How does this library differs from other Reed-Solomon libraries?

  • universal: compatibility with (almost) any other Reed-Solomon codec. This means that you can choose the parameters so that you can either encode data and decode it with another RS codec, or on the opposite encode data with another RS codec and decode this data with this library.

  • errors-and-erasures decoding allows to decode both erasures (where you know the position of the corrupted characters) and errors (where you don’t know where are the corrupted characters) at the same time (because you can decode more erasures than errors, so if you can provide even a few know corrupted characters positions, this can help a lot the decoder to repair the message).

  • documented: following literate programming guidelines, you should understand everything you need about RS by reading the code and the comments.

  • mathematical nomenclatura: for example, contrary to most other RS libraries, you will see a clear distinction between the different mathematical constructs, such as the Galois Fields numbers are clearly separated from the generic Polynomial objects, and both are separated from the Reed-Solomon algorithm, which makes use of both of those constructs. For this purpose, object-oriented programming was chosen to design the architecture of the library, although obviously at the expense of a bit of performance. However, this library favors mathematical clarity and documentation over performance (even if performance is optimized whenever possible).

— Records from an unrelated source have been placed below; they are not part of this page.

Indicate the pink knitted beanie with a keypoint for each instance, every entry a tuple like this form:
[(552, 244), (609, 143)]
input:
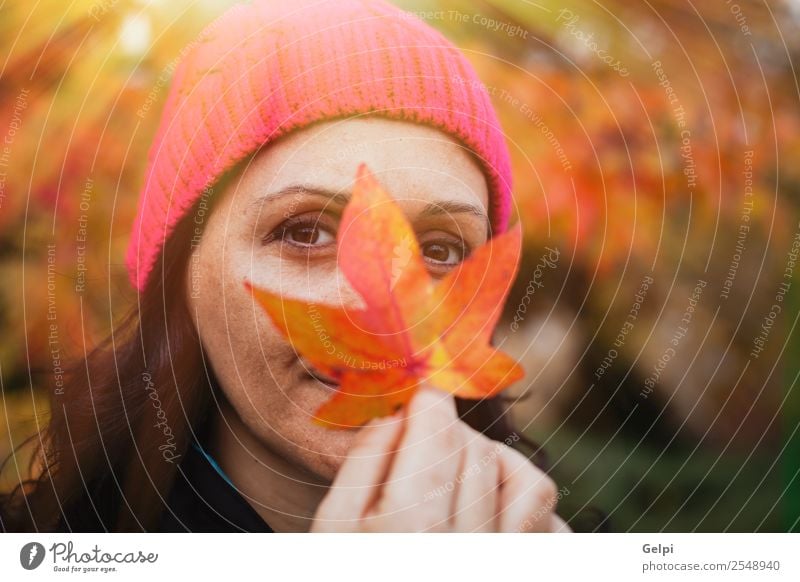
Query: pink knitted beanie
[(264, 69)]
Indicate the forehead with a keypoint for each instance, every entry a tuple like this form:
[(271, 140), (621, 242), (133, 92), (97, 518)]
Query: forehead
[(415, 163)]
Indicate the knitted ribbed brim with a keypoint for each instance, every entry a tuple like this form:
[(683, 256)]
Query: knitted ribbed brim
[(265, 69)]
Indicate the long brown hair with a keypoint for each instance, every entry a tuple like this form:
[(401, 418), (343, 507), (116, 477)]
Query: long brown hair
[(102, 455)]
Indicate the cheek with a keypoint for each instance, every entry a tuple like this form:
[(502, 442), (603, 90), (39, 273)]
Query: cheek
[(256, 367)]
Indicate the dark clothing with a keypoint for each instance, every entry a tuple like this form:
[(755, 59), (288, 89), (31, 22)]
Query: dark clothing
[(203, 501)]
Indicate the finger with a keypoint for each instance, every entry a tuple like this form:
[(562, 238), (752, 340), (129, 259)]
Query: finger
[(559, 525), (527, 495), (359, 480), (477, 494), (419, 491)]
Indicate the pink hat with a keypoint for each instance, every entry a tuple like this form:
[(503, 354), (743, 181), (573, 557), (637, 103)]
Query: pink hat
[(264, 69)]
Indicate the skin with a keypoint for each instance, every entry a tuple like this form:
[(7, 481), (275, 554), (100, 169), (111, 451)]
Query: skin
[(384, 477)]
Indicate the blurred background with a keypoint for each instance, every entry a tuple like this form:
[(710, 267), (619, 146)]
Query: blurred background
[(656, 152)]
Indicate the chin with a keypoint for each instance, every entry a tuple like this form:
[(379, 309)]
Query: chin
[(321, 450)]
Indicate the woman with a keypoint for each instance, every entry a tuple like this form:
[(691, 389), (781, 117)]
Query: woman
[(195, 414)]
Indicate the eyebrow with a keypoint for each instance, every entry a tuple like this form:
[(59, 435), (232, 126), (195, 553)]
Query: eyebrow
[(342, 198)]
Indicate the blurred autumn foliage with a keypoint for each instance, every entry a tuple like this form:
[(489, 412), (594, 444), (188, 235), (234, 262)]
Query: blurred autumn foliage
[(642, 135)]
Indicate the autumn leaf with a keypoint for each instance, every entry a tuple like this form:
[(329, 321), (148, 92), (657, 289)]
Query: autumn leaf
[(413, 329)]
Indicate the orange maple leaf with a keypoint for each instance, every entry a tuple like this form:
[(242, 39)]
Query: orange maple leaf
[(413, 329)]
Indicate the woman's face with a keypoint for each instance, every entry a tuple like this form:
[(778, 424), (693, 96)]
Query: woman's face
[(276, 226)]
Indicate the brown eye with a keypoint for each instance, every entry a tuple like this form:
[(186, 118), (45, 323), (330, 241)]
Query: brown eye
[(309, 235), (443, 253), (308, 232)]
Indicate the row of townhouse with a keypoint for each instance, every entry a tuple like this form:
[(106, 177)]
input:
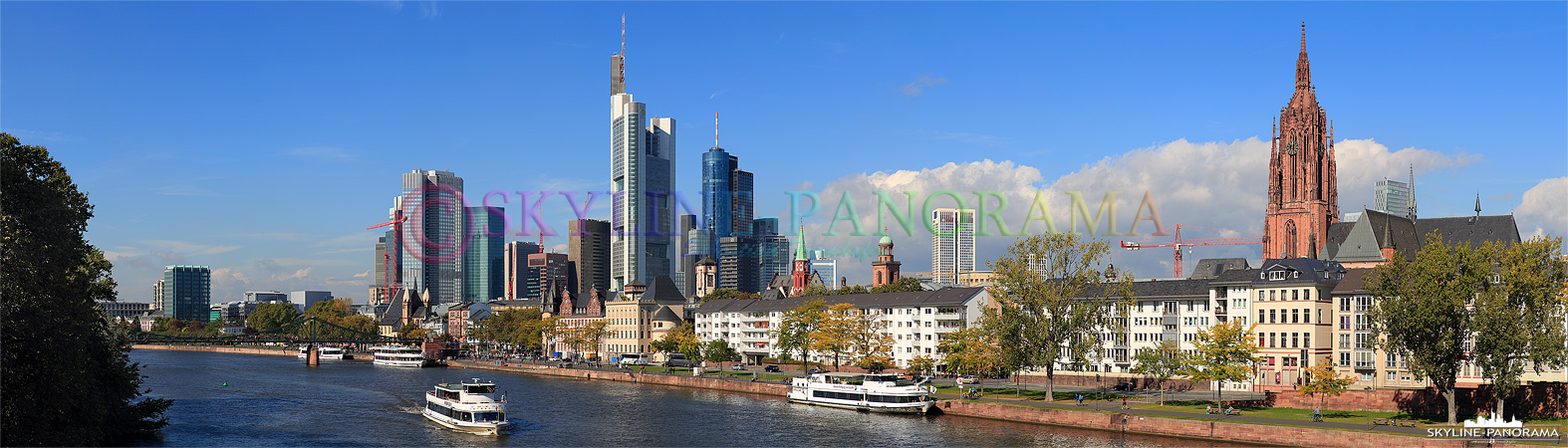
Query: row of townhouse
[(916, 322)]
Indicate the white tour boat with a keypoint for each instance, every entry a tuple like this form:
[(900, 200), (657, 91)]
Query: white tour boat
[(863, 392), (398, 355), (322, 352), (467, 406)]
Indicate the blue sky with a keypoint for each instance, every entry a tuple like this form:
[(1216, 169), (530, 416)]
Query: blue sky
[(261, 138)]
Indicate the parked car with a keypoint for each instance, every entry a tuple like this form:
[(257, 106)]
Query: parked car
[(677, 360)]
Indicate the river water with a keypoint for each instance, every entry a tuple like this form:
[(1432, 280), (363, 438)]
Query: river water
[(242, 400)]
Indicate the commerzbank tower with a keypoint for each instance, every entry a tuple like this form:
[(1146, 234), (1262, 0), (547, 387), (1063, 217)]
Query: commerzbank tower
[(642, 183)]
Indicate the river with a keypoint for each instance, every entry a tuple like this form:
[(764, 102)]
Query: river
[(242, 400)]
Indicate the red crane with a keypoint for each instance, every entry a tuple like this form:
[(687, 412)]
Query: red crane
[(386, 251), (1181, 243)]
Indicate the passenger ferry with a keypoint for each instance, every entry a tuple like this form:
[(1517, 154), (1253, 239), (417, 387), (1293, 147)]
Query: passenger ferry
[(863, 392), (398, 355), (324, 352), (467, 406)]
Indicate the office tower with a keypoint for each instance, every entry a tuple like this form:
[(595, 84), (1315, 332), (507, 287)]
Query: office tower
[(482, 260), (952, 245), (685, 271), (305, 300), (552, 278), (157, 295), (737, 264), (828, 268), (642, 182), (521, 279), (726, 196), (187, 294), (589, 246), (773, 254), (434, 231)]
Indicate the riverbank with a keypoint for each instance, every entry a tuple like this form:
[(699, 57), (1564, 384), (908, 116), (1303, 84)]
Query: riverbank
[(1243, 429)]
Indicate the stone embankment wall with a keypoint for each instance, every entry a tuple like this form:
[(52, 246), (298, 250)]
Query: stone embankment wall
[(240, 349)]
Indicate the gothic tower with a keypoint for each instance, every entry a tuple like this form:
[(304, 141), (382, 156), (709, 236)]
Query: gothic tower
[(885, 270), (1302, 191)]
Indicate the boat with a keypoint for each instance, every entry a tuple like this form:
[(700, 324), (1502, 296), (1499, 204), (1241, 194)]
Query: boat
[(467, 406), (398, 355), (863, 392), (324, 352)]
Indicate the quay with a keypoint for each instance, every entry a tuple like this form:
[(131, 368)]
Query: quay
[(1152, 422)]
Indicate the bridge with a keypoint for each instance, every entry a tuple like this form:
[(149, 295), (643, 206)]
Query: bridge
[(300, 331)]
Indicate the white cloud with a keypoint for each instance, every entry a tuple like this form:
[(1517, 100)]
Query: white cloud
[(916, 88), (1542, 209)]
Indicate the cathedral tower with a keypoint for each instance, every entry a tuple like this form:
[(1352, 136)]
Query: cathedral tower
[(1302, 191)]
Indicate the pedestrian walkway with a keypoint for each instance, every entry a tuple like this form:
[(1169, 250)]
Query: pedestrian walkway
[(1239, 418)]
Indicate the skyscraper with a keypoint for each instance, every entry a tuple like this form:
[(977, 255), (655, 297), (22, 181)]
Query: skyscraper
[(434, 229), (521, 279), (642, 183), (589, 246), (187, 294), (952, 243), (482, 260)]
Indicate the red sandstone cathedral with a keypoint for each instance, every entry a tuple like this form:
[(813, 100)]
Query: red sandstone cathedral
[(1302, 191)]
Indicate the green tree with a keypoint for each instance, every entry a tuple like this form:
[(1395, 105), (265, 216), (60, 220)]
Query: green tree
[(1221, 352), (1421, 311), (794, 333), (720, 351), (1518, 320), (1325, 381), (270, 317), (68, 373), (901, 286), (1052, 306), (1161, 362)]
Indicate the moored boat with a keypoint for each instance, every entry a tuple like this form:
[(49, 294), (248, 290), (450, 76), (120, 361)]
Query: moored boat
[(398, 355), (863, 392), (467, 406)]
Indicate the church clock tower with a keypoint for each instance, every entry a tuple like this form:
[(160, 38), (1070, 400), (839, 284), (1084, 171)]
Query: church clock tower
[(1302, 191)]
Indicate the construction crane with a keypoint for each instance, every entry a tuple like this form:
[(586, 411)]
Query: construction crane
[(386, 251), (1188, 243)]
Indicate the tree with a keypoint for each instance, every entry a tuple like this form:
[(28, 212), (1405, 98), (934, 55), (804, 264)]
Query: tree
[(972, 351), (1420, 311), (1518, 320), (720, 351), (270, 317), (1221, 352), (901, 286), (68, 373), (794, 333), (728, 295), (1052, 306), (1161, 362), (835, 333), (1325, 381)]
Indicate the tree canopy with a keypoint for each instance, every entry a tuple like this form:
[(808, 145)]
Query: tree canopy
[(68, 373)]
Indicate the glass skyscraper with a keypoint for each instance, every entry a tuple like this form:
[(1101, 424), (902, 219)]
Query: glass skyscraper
[(187, 294)]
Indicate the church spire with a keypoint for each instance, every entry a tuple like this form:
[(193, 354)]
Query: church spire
[(1303, 71)]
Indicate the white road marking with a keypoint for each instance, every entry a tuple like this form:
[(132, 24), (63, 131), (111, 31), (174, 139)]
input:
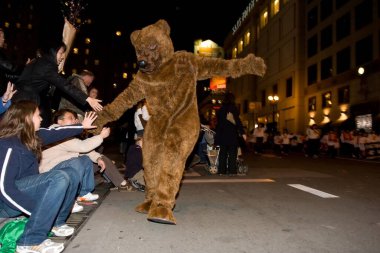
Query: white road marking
[(313, 191), (229, 180)]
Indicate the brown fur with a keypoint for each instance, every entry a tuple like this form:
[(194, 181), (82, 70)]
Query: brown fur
[(168, 83)]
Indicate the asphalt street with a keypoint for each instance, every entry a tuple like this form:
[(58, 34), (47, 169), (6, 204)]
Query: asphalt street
[(291, 204)]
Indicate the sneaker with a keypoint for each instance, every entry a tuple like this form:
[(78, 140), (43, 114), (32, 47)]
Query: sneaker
[(77, 208), (128, 187), (63, 230), (88, 197), (46, 246), (137, 185)]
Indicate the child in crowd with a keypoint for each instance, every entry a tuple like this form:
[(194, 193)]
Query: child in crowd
[(46, 198)]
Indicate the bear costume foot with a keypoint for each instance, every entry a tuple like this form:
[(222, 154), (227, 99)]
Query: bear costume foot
[(162, 215), (143, 207)]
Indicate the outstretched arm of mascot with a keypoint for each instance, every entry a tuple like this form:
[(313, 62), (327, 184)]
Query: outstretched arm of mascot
[(209, 67), (125, 100)]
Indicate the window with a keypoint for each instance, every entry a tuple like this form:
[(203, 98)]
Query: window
[(326, 100), (275, 7), (312, 74), (340, 3), (247, 38), (343, 26), (364, 51), (343, 60), (312, 18), (363, 14), (275, 89), (326, 37), (312, 46), (264, 18), (240, 46), (234, 53), (344, 95), (326, 68), (326, 8), (289, 87), (312, 104), (263, 97)]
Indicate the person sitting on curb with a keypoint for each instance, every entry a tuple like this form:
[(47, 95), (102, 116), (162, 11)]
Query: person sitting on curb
[(79, 154), (46, 198), (6, 98)]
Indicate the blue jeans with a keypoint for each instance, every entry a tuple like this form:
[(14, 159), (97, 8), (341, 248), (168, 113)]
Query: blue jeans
[(53, 193), (83, 166)]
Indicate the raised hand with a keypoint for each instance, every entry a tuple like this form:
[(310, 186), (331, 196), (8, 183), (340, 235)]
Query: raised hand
[(105, 132), (89, 118), (8, 94), (95, 104)]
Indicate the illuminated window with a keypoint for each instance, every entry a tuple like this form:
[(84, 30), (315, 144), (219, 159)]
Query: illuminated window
[(326, 100), (264, 18), (275, 7), (234, 53), (240, 46), (247, 38), (344, 95), (312, 104)]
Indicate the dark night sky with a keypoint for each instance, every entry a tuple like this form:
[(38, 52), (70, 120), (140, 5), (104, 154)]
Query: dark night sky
[(188, 19)]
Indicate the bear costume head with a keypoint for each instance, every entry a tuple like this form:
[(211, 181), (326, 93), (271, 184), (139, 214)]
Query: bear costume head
[(153, 46), (167, 79)]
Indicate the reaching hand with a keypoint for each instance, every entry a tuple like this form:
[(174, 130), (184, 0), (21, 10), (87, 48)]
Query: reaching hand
[(89, 118), (105, 132), (94, 103), (101, 164), (8, 94)]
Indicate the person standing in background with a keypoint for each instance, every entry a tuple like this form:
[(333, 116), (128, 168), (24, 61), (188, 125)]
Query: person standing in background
[(6, 98), (9, 72), (82, 82), (40, 77), (313, 135), (227, 131), (141, 117)]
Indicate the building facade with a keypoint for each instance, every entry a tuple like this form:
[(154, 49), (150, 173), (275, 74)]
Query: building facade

  • pure-Python means that there are no dependencies whatsoever apart from the Python interpreter. This means that this library should be resilient in the future (since it doesn’t depend on external libraries who can become broken with time, see software rot), and you can use it on any system where Python can be installed (including online cloud services).

The authors tried their best to extensively document the algorithms. However, a lot of the math involved is non-trivial and we can’t explain it all in the comments. To learn more about the algorithms, see these resources:

Also, here’s a copy of the presentation one of the authors gave to the class Spring 2010 on his experience implementing this library. The LaTeX source is in the presentation directory.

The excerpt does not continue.